Verkehr, Bebauung und damit Flächenversiegelung stellen zukünftig zunehmend ein ernsthaftes Problem einer gesicherten und qualitativ hochwertigen  Trinkwasserversorgung dar. Dies wird ganz besonders auch die Stadtwerke finanziell  treffen. Deren Wirtschaftsplan sieht im ersten Moment erschreckend aus, es finden sich  aber einige gute und notwendige und unvermeidbare Investitionen.Vorgezogene Maßnahmen im Kanal- und Leitungsbau stellen zwar eine enorme finanzielle Belastung dar, jedoch wären diese Arbeiten in den kommenden Jahren ohnehin notwendig geworden und es macht daher durchaus Sinn, diese Arbeiten vorzuziehen und im Zusammenhang des Baus des Nahwärmenetzes der AVR durchzuführen, was bei Nutzung dieses Synergieeffekts auch zu Einsparmöglichkeiten führt.

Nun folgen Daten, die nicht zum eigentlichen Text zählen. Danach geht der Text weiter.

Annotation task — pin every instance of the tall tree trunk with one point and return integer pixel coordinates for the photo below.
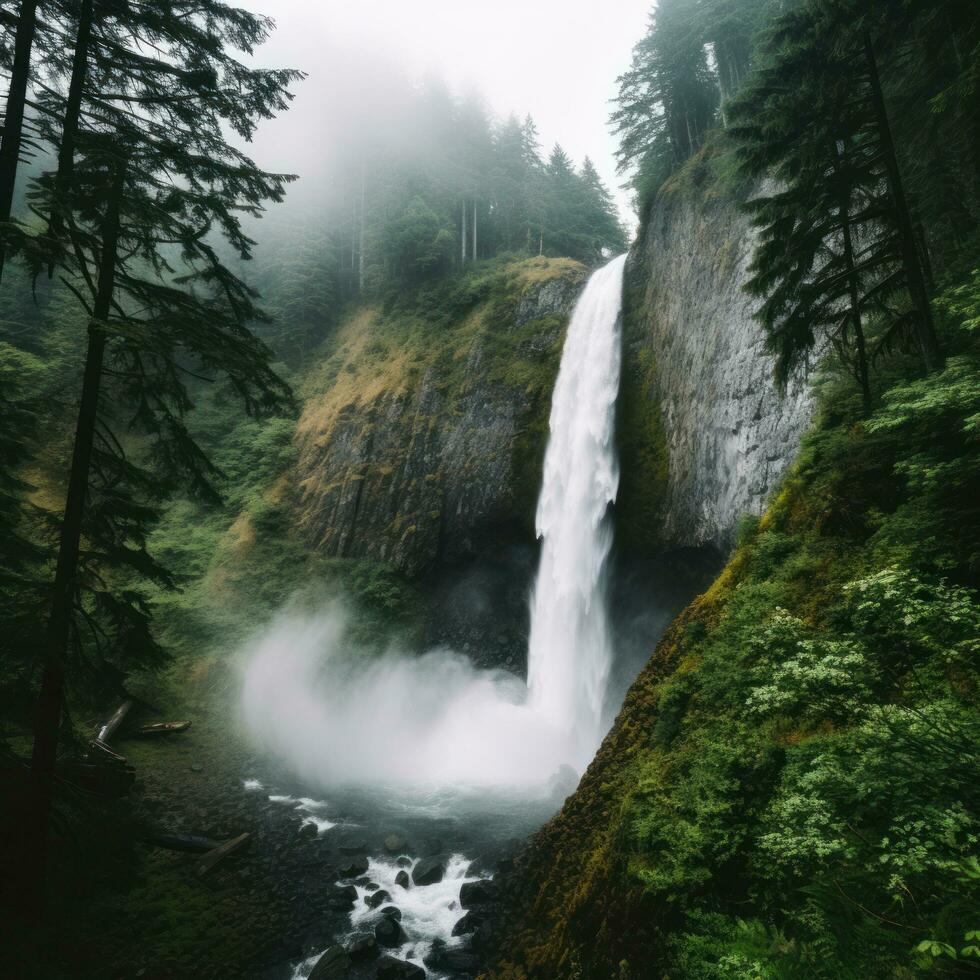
(360, 244)
(13, 123)
(852, 284)
(49, 705)
(73, 108)
(932, 356)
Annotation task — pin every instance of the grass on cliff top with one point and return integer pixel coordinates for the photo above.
(790, 789)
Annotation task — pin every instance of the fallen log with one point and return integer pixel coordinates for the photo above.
(206, 863)
(165, 728)
(108, 729)
(99, 746)
(114, 781)
(192, 843)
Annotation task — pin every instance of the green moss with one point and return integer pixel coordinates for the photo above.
(774, 792)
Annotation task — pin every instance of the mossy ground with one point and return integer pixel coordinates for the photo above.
(786, 792)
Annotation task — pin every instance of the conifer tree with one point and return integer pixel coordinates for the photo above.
(151, 183)
(837, 249)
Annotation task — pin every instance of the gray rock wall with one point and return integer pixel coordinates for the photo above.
(439, 462)
(729, 433)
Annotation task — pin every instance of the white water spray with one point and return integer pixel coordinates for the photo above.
(435, 719)
(570, 653)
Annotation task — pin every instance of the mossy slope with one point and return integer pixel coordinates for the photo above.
(786, 792)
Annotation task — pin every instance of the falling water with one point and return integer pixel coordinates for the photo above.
(435, 719)
(569, 654)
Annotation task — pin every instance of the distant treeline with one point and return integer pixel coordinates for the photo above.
(852, 126)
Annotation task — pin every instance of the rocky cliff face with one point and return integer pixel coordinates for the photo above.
(423, 431)
(717, 434)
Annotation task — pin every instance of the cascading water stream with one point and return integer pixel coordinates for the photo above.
(569, 653)
(436, 720)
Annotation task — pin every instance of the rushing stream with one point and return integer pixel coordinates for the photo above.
(428, 741)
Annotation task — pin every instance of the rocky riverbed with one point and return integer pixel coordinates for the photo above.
(347, 883)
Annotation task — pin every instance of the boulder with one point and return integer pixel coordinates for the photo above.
(362, 947)
(460, 961)
(469, 923)
(333, 964)
(428, 871)
(474, 893)
(388, 932)
(354, 867)
(391, 968)
(377, 899)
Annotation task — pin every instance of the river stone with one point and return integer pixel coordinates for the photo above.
(333, 964)
(429, 871)
(363, 946)
(377, 899)
(388, 932)
(348, 893)
(475, 893)
(467, 924)
(459, 961)
(391, 968)
(354, 868)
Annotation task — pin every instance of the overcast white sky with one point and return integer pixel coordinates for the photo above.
(557, 59)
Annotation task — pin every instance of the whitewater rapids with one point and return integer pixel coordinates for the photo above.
(435, 720)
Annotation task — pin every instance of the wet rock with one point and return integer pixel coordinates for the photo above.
(469, 923)
(332, 965)
(729, 430)
(354, 868)
(428, 871)
(390, 968)
(388, 932)
(475, 893)
(460, 961)
(347, 893)
(363, 947)
(377, 899)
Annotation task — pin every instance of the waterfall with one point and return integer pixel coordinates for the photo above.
(435, 719)
(569, 653)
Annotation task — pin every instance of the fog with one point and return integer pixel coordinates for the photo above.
(336, 715)
(555, 59)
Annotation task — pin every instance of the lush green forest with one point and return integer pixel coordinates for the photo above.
(790, 789)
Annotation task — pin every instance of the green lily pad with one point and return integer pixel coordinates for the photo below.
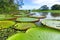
(26, 19)
(24, 26)
(51, 23)
(6, 24)
(37, 34)
(19, 36)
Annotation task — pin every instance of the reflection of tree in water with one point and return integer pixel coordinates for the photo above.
(55, 14)
(44, 13)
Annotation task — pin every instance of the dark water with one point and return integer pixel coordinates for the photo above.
(48, 15)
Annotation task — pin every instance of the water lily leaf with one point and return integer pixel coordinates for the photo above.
(24, 26)
(51, 23)
(6, 24)
(19, 36)
(37, 34)
(44, 34)
(26, 19)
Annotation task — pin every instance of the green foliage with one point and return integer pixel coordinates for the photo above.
(6, 24)
(5, 33)
(24, 26)
(37, 34)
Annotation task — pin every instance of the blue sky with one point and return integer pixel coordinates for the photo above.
(35, 4)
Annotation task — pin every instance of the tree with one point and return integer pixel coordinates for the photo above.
(55, 7)
(44, 7)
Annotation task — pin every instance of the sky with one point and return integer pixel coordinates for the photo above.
(35, 4)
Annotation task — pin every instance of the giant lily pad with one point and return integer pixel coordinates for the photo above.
(38, 17)
(24, 26)
(26, 19)
(2, 17)
(6, 24)
(51, 23)
(37, 34)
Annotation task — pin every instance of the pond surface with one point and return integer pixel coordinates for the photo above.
(48, 15)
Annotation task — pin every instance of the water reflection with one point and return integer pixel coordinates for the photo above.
(48, 15)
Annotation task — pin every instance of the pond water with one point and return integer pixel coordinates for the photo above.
(48, 15)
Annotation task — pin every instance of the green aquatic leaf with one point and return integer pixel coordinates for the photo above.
(37, 34)
(6, 24)
(51, 23)
(24, 26)
(26, 19)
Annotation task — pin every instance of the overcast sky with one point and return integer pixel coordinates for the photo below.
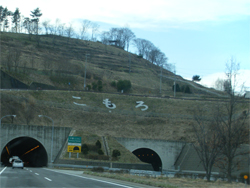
(198, 36)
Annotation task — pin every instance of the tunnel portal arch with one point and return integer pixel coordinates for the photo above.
(149, 156)
(28, 149)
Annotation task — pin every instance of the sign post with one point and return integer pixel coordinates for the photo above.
(74, 145)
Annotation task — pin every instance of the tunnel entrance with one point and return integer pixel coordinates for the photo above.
(149, 156)
(29, 150)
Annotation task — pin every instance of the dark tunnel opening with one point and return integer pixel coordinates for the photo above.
(29, 150)
(149, 156)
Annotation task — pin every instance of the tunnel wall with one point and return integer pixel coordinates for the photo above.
(168, 151)
(43, 134)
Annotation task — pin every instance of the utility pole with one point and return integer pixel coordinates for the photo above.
(174, 82)
(85, 72)
(161, 79)
(129, 62)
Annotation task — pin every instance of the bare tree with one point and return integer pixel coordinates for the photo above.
(207, 143)
(128, 36)
(94, 29)
(85, 25)
(231, 124)
(16, 19)
(46, 26)
(16, 51)
(47, 61)
(69, 31)
(9, 59)
(105, 36)
(143, 47)
(219, 84)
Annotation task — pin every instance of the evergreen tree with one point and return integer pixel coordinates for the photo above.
(36, 14)
(16, 19)
(5, 14)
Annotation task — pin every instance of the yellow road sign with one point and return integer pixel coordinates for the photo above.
(74, 149)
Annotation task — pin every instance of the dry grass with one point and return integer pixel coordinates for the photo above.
(167, 119)
(105, 62)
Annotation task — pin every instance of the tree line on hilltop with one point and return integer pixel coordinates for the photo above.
(121, 37)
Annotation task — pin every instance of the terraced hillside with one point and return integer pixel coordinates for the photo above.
(59, 62)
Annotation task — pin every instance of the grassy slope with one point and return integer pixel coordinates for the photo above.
(167, 119)
(106, 63)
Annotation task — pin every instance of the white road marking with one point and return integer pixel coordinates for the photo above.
(48, 179)
(3, 170)
(92, 179)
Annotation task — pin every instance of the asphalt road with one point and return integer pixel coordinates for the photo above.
(49, 178)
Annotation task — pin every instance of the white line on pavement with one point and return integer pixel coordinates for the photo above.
(120, 185)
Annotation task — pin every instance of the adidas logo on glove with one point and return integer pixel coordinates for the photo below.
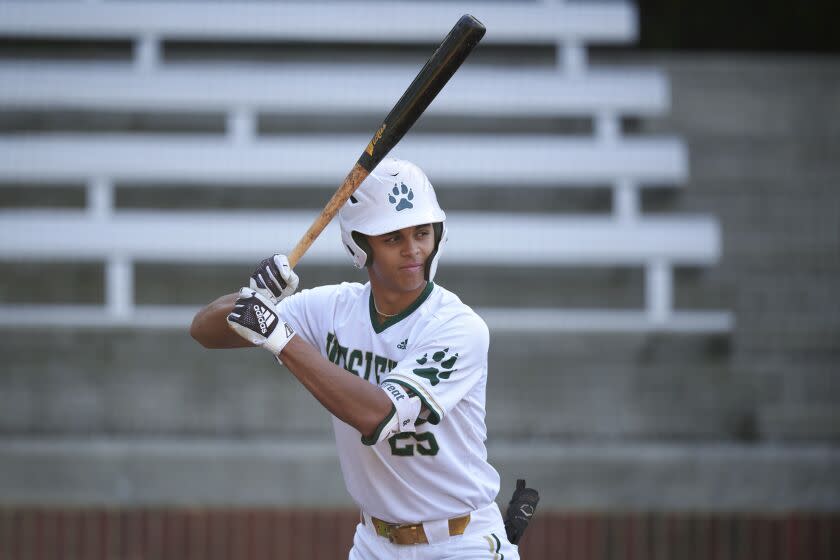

Wir begrüßen ausdrücklich die Einführung der gesplitteten Abwassergebühren als alte Grüne Forderung. Dies dient nicht nur der Gebührengerechtigkeit nach dem Verursacherprinzip sondern wird auch dazu führen, künftig vermehrt Regenwasser für alltägliche Dinge wie Toilettenspülung, Waschmaschine oder Gartenbewässerung zu nutzen, statt dafür wertvollstes Trinkwasser zu verschwenden. Inwieweit die gesplitteten Abwassergebühren als Anreiz für größere Flächenentsiegelungen in spürbarem Ausmaß für die Grundwasserbildung und Hochwassergefahrenentschärfung ausreichen, wird die nahe Zukunft zeigen müssen.
Wir hatten lange und ausführliche Diskussionen zum Haushaltsentwurf 2012 auch außerhalb des Gremiums geführt und jedes Ratsmitglied kann und sollte aus den eingestellten Mitteln zu den Einzelpositionen seine ganz persönlichen Schlüsse ziehen – dies wird sich auch in unserem Abstimmungsverhalten widerspiegeln.
Ich bedanke mich für die Zusammenarbeit mit der gesamten Verwaltung ganz gleich in welcher Position, den Ratskolleginnen und Ratskollegen sowie für Ihre Aufmerksamkeit und wünsche allen Anwesenden besinnliche Feiertage!